Usually overshadowed by the First Amendment, the Fourth Amendment is having its day in court. On November 29, 2017, the U.S. Supreme Court heard arguments in a case that will decide whether police need a warrant to obtain suspects’ data from cell phone providers.
Digital evidence and the Fourth Amendment
Cell phone data is becoming increasingly significant as evidence in criminal trials. Text messages have supported manslaughter charges, cell phone photos have been used against poachers, and in the current Supreme Court case, call records placed a suspect near the scene of a series of armed robberies.
No one wants armed robbers and poachers to go free, but these cases raise significant questions about how the Fourth Amendment should be applied to technology that the Constitution’s authors could never have imagined.
The Fourth Amendment states:
The right of the people to be secure in their persons, houses, papers, and effects, against unreasonable searches and seizures, shall not be violated, and no Warrants shall issue, but upon probable cause, supported by Oath or affirmation, and particularly describing the place to be searched, and the persons or things to be seized.
Carpenter v United States
In 2012, the Supreme Court determined that GPS tracking requires a warrant, in United States v Jones. Two years later, in Riley v California, the Court ruled that data on a cell phone also requires a warrant.
The problem with this piecemeal approach is that technology advances faster than court cases can proceed. At issue in the current case, Carpenter v United States, is whether the warrantless seizure and search of historical cell phone records over an extended time period is permitted by the Fourth Amendment.
In Carpenter, police obtained the suspect’s cell phone records through a court order – not a warrant – issued under the federal Stored Communications Act, which allows police to access cell phone transaction records from third-party service providers. Using the records secured via this so-called third-party doctrine, the police matched the suspect’s calls to the locations of the cell phone towers that relayed them. This data, the most precise available seven years ago, placed him near each of the robberies at the times they occurred.
Today the amount and quality of data individuals must give up to conveniently perform mundane tasks has expanded so dramatically, the third-party doctrine enshrined in the Stored Communications Act seems almost glib.
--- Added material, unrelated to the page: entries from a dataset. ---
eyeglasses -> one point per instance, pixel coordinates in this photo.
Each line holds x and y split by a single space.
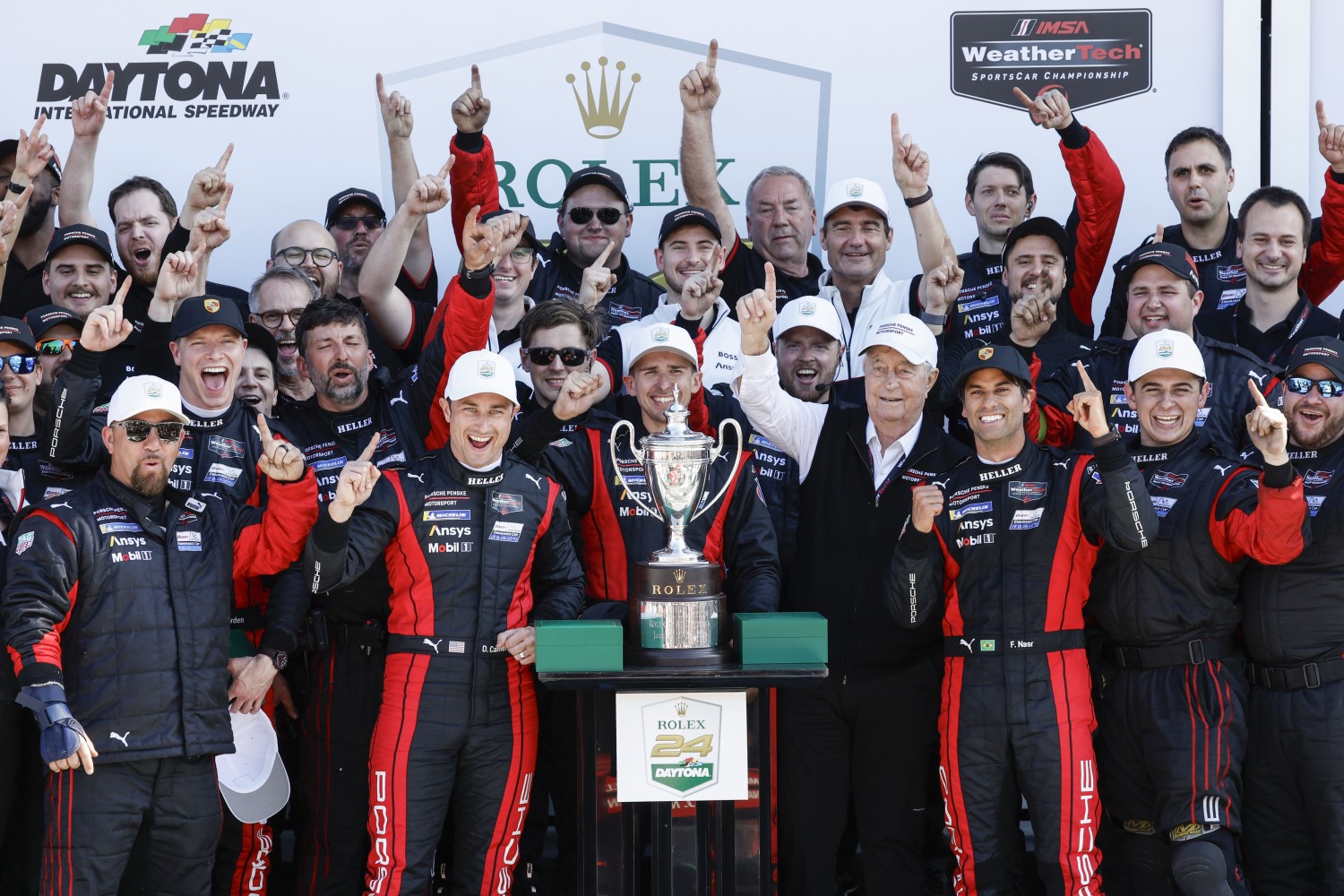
1301 386
582 215
569 357
21 363
295 255
56 346
139 430
271 320
351 222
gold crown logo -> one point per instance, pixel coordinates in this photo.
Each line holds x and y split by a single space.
604 117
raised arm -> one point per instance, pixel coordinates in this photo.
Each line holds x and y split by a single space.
699 167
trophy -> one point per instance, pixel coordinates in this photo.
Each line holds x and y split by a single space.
677 610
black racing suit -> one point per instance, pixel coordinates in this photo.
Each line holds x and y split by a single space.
125 603
1293 624
470 554
1172 696
1007 564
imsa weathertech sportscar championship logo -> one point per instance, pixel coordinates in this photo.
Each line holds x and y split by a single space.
1093 56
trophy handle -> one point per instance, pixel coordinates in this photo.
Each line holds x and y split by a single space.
639 455
718 450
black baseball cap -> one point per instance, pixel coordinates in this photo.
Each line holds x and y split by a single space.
204 311
529 234
15 331
42 319
347 196
1039 228
80 236
997 358
11 148
596 175
688 217
1325 351
1169 255
261 339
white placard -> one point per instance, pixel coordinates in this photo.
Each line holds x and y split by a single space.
680 745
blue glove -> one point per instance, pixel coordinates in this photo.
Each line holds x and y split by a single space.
59 729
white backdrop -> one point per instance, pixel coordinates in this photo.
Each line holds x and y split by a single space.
801 88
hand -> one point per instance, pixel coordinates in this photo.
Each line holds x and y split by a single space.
1089 408
909 163
355 484
1048 110
397 112
429 194
702 289
472 109
280 460
1031 320
1268 429
701 86
89 113
207 188
107 328
252 680
521 643
34 152
1331 142
755 314
925 504
597 280
577 395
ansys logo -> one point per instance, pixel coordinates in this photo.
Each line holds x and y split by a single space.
191 70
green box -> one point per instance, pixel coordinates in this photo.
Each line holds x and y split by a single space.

Justice Sonia Sotomayor seems to be a particularly ardent defender of the Fourth Amendment. In the Jones case, she questioned whether the third-party doctrine the Court has followed since the wire-tapping cases of the 1970s is appropriate in today’s digital environment. So far, however, the Court has been reluctant to develop a new privacy paradigm. Will Carpenter be the case that redefines the Fourth Amendment for the modern age?